为了运行模型，我需要在训练集中同时具备我的两个功能，但是，由于X_train_dtm是一个稀疏矩阵，我不确定如何连接我的pandas系列成本功能到那个稀疏矩阵。由于数据已经是成本的数字，我不认为我需要对其进行转换，这就是为什么我没有使用类似＆＃34; FeatureUnion＆＃34;它结合了2个转换功能。

任何帮助都将不胜感激!!

示例数据：

| Review           | Cost        | Type         |
|:-----------------|------------:|:------------:|
| This is a review |        200  |     Toy     
| This is a review |        100  |     Toy    
| This is a review |        800  |  Electronics     
| This is a review |         35  |     Home

更新

在应用tarashypka的解决方案后，我能够摆脱向X_train_dtm添加第二个功能。但是，我在尝试在测试集上运行相同时遇到错误：

来自scipy.sparse import hstack

vect = CountVectorizer(stop_words = stop)
X_train_dtm = vect.fit_transform(X_train.review)
prices = X_train.prices.values[:,None]
X_train_dtm = hstack((X_train_dtm, prices))

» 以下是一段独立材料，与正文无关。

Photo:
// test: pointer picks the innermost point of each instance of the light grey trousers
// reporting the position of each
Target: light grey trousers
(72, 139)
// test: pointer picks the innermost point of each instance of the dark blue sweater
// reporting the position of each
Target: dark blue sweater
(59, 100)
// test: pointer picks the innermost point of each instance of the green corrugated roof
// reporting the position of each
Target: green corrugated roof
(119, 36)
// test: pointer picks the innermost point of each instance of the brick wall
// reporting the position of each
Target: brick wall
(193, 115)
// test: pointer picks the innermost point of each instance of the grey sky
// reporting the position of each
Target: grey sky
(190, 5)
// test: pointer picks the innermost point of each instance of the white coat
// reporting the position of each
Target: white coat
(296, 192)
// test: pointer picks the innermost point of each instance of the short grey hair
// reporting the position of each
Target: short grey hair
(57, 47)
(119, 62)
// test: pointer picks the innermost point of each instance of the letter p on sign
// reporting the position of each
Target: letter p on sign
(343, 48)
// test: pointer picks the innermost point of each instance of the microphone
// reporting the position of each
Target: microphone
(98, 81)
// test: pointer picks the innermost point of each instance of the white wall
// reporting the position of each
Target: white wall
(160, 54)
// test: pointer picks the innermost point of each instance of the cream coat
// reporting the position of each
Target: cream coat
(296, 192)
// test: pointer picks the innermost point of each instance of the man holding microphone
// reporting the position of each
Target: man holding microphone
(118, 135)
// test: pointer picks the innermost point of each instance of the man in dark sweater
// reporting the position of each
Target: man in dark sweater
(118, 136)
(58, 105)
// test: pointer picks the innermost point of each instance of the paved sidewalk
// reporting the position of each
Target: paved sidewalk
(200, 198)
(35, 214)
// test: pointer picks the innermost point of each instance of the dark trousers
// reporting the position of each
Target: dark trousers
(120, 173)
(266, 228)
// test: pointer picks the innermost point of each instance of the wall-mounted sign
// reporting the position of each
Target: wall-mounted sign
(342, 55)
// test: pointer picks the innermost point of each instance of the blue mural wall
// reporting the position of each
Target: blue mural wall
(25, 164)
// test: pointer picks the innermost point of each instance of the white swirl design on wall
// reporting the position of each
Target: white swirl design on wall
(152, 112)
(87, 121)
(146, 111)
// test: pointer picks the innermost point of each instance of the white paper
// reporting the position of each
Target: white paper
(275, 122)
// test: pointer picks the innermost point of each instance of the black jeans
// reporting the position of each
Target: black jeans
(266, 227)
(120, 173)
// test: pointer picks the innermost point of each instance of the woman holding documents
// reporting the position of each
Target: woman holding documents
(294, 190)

#Works perfectly for the training set above
#But when I run with test set I get the following error
X_test_dtm = vect.transform(X_test)
prices_test = X_test.prices.values[:,None]
X_test_dtm = hstack((X_test_dtm, prices_test))

Traceback (most recent call last):

  File "<ipython-input-10-b2861d63b847>", line 8, in <module>
    X_test_dtm = hstack((X_test_dtm, points_test))

  File "C:\Users\k\Anaconda3\lib\site-packages\scipy\sparse\construct.py", line 464, in hstack
    return bmat([blocks], format=format, dtype=dtype)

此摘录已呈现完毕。